Courts have also routinely found that wasted time resulting from a defendant's FCRA violation is a sufficiently concrete and particularized injury to establish standing. See, e.g., Healy v. Milliman, Inc., 2022 WL 1061921 (W.D. Wash. Apr. 8, 2022); Adan v. Insight Investigation, Inc., 2018 WL 467897 (S.D. Cal. Jan. 18, 2018). This Court reaches the same finding here. Collins testified that the alleged inaccuracies and reinvestigation process led to wasted time and embarrassment: “I take the time out of my busy schedule and workday.

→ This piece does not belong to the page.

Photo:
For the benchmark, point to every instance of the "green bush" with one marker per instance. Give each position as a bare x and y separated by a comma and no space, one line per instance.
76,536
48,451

I call that doctor's office. I get humiliated by that doctor's office. Humiliated. Then I turn around and have to call back again to get humiliated again by that doctor's office. Milliman continued to tell me that I needed to have a doctor's letter when I called them back and advised them of the humiliation.” Dkt. # 31-2 at 130. Based on this evidence, Collins has demonstrated standing for his Section 1681e(b) inaccuracy claim and Section 1681i failure to timely reinvestigate.
C. Merits
In addition to the standing challenges, both parties claim they should prevail on the merits of Collins's Section 1681e(b) inaccuracy and 1681i reinvestigation claims. Collins argues that there is no dispute that Milliman inaccurately reported medical information about him and that its reinvestigation procedures are unreasonable as a matter of law. Dkt. # 29 at 13-18. And as it did in Healy v. Milliman, Inc., Milliman argues that its relatively low error rate and formal reinvestigation procedures demonstrate that it utilizes “reasonable” procedures and efforts, which is all that the FCRA requires. Dkt. # 34 at 9-13; see also Healy v. Milliman, Inc., 2022 WL 1061921, at *4 (W.D. Wash. Apr. 8, 2022) (citing 15 U.S.C. §§ 1681e(b), 1681i(a)(1)(A)). As this Court concluded in Healy, a reasonableness determination for these purposes is generally, by definition, a genuine issue of material fact. Healy, 2022 WL 1061921, at *4 (citing Shaw v. Experian Info. Sols., Inc., 891 F.3d 749, 755 (9th Cir. 2018) (“[T]he reasonableness of a [CRA's] procedures is ‘normally a question for trial unless the reasonableness or unreasonableness of the procedures is beyond question.' ” (quoting Cortez v. Trans Union, LLC, 617 F.3d 688, 709 (3d Cir. 2010))). And the Court again sees no reason to depart from that rule in this instance. Therefore, summary judgment on Collins's Section 1681e(b) inaccuracy and 1681i reinvestigation claims is not warranted for either party.
D. Motions to Seal
The parties move to maintain under seal unredacted versions of some of their briefing on the summary judgment motion, along with excerpts of, and exhibits to, expert reports and declarations supporting their briefing. Dkt. # 28, 33. They assert those documents contain Defendant's confidential business information, which Defendant produced pursuant to the stipulated protective order previously entered in this case, along with Plaintiff's personal and medical history. Id. “[T]here is a strong presumption of public access to [the Court's] files.” W.D. Wash. Local Civ. R. 5(g)(3). To overcome that presumption, a party must show “compelling reasons” to seal a document attached to a dispositive motion. See Kamakana v. City and Cnty. of Honolulu, 447 F.3d 1172, 117881 (9th Cir. 2006). The Court has reviewed the documents at issue and concludes that a compelling reason exists to seal the underlying materials in this instance, and this reason overcomes the presumption of public access.
V. CONCLUSION
For the reasons stated above, the Court GRANTS the motions to seal and DENIES the motions for summary judgement. Dkt. ## 28, 29, 33, 34.